In the last few week I’ve been working on diStorm to add the new instruction sets: AVX and FMA. You can find lots of information about them on the inet. In a brief, the big advantages, are support of 256 bit registers, called now YMM’s (their low halves are XMM’s) and also support for AES built in, you have a few instruction to do small block encryption and decryption, really sweet. I guess it will help some security companies out there to boost stuff. Also the main feature behind these instruction sets is the 3 registers operands. So now you are not stuck with 2 registers per instruction, you can have up to four sometimes. This is good because you have two source operands and a destination operand, which means it saves you other instructions (to move or backup registers) and you don’t have to ruin your dest-src operand like in the old sets. Almost forgot to mention FMA itself, which is fused multiply-add instructions, so you can do two operations at once, like A*B+C, etc.
I wanted to talk about the VEX prefix itself. It’s really a new design and approach to prefixes that was never seen before. And the title of this post says it all, it’s really annoying.
The VEX (Vector Extension) prefix, is a multi-byte prefix for a change. It can be either 2 or 3 bytes. If you take a look at the one byte opcodes map, all of them are taken. Intel was in the need of a new unused byte, which didn’t really exist. What they did instead, was to share two existing opcodes, for each prefix. The sharing works in a special way, that let them know if you meant to use the original instruction or the new prefix. The chosen instructions are LDS (0xc4) and LES (0xc5). When you examine the second byte of these instructions, the byte upon which the new information is extracted from, you can learn that the most significant two bits can’t be set together (I.E: the value of 0xc0 or higher). However, if they are set, the processor will raise an illegal instruction exception. This is where the VEX prefix enters into the game. Instead of raising an exception they will be decoded as this special multi-byte prefix. Note that in 64 bits mode, all those Load-Segment instruction are invalid, so there is no need for sharing the opcode. When you encounter 0xc4 or 0xc5, you know it’s a VEX prefix, as simple as that. Unfortunately this is not the case in 32 bits mode, and since the second byte has to be with a value higher than 0xc0 (because the two most significant bits have to be set in 32 bits), the field in these corresponding bits is inverted actually, which means you will have to extract a few bits that represent some fields and bitwise-not them. This is seriously gross, but it seems Intel didn’t have much of a choice here. If it were up to me, I would do the same eventually, for the sake of backward compatibility, but it doesn’t make it any prettier to be honest. And for your information, AMD pulled the same trick but with the POP instruction (0x8f) for their new instruction sets (XOP, etc), without full backward compatibility.

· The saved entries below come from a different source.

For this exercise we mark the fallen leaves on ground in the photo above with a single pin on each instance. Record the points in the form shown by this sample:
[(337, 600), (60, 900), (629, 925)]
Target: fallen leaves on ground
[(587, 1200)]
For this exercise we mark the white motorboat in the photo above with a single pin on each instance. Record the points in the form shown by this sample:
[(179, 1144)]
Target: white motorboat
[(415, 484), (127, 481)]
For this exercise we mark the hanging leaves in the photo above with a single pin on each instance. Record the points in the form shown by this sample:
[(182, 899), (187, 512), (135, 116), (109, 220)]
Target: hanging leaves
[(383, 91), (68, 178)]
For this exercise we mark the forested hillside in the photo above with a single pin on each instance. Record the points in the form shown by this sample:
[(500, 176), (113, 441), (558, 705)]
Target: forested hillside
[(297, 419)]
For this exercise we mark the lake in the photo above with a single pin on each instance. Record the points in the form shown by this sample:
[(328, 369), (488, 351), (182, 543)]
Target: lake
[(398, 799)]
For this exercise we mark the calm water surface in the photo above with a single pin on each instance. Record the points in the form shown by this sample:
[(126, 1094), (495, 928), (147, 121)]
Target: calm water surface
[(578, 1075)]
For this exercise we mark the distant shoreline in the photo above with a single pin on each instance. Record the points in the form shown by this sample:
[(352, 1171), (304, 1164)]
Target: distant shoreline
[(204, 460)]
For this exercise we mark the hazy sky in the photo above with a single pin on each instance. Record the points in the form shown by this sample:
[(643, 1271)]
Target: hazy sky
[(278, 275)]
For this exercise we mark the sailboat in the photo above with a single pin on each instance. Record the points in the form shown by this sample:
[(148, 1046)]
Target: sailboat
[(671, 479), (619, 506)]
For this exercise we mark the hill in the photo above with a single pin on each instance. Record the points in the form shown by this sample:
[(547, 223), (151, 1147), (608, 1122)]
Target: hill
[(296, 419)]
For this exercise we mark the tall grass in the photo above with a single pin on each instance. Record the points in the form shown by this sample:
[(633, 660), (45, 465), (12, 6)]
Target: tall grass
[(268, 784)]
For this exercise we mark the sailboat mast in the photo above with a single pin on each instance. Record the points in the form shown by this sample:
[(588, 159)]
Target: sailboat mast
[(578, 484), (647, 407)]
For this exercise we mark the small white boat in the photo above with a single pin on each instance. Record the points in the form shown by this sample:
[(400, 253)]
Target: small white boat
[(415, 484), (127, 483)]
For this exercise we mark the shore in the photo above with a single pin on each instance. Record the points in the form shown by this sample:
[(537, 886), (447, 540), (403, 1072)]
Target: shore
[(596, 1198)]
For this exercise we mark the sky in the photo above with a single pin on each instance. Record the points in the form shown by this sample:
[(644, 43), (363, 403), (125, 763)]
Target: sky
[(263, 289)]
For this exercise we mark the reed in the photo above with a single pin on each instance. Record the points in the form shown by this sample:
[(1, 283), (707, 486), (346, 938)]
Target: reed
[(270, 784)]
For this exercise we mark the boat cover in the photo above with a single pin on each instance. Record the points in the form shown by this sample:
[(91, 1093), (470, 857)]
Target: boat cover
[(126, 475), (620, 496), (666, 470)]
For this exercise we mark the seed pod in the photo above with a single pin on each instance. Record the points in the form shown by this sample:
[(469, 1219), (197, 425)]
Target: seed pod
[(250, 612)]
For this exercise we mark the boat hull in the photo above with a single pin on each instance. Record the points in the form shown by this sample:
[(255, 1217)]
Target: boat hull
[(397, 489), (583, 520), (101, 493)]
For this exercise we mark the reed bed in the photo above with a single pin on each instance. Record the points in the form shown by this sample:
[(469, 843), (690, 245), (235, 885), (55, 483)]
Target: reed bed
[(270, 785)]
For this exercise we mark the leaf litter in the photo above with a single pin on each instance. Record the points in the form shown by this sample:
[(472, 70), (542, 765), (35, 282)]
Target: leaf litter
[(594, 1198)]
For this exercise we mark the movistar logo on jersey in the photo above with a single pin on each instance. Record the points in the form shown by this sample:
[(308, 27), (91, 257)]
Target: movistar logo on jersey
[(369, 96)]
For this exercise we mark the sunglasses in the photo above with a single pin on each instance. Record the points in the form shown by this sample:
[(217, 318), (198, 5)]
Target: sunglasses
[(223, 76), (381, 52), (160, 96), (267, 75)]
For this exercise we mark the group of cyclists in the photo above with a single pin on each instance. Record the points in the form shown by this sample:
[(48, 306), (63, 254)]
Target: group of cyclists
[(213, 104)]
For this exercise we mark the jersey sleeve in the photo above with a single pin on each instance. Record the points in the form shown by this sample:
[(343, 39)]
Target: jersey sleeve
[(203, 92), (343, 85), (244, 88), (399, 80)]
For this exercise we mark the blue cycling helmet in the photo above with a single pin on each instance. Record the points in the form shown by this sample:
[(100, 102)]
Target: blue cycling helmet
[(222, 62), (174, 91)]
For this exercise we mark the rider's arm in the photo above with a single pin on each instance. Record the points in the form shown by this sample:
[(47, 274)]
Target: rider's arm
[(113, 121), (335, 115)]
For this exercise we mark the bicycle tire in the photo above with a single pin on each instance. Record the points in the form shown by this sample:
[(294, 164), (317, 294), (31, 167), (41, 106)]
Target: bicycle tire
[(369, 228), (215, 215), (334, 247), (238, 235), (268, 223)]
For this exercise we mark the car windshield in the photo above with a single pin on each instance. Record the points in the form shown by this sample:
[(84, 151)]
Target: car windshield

To make some order in the bits let’s have a look at the following figure:
Well, I am not going to talk about all fields, (which somewhat are similar to REX for 64 bits) but just about one interesting feature. Since now the prefix is 2/3 bytes and usually an SSE instruction is at least 3 bytes, this will explode the code segment with huge instruction, and certainly gonna make the processor cry a lot to fetch instructions. The trick that was used by Intel (and AMD too) was to have a field that will imply which prefix byte to put virtually before the VEX prefix itself, so this way we saved one byte. And the same idea was used again to spare the 0x0f escape byte or even two bytes of 0x0f, 0×38 or 0x0f, 0x3a which are very common basic opcodes for SSE instructions. So if we had to use an SSE instruction, for instance:
66 0f 38 17 c0; PTEST XMM0, XMM0 – has first 3 bytes that can be implied in the VEX prefix, thus it stays the same size! Kawabanga
I talked in an earlier post that I am not going to support SSE5 as for now, in the hope it’s gonna die. I believe CPU (or instruction set architectures, to be accurate) wars are bad for the coders and even for end users who can’t really enjoy those great technologies eventually.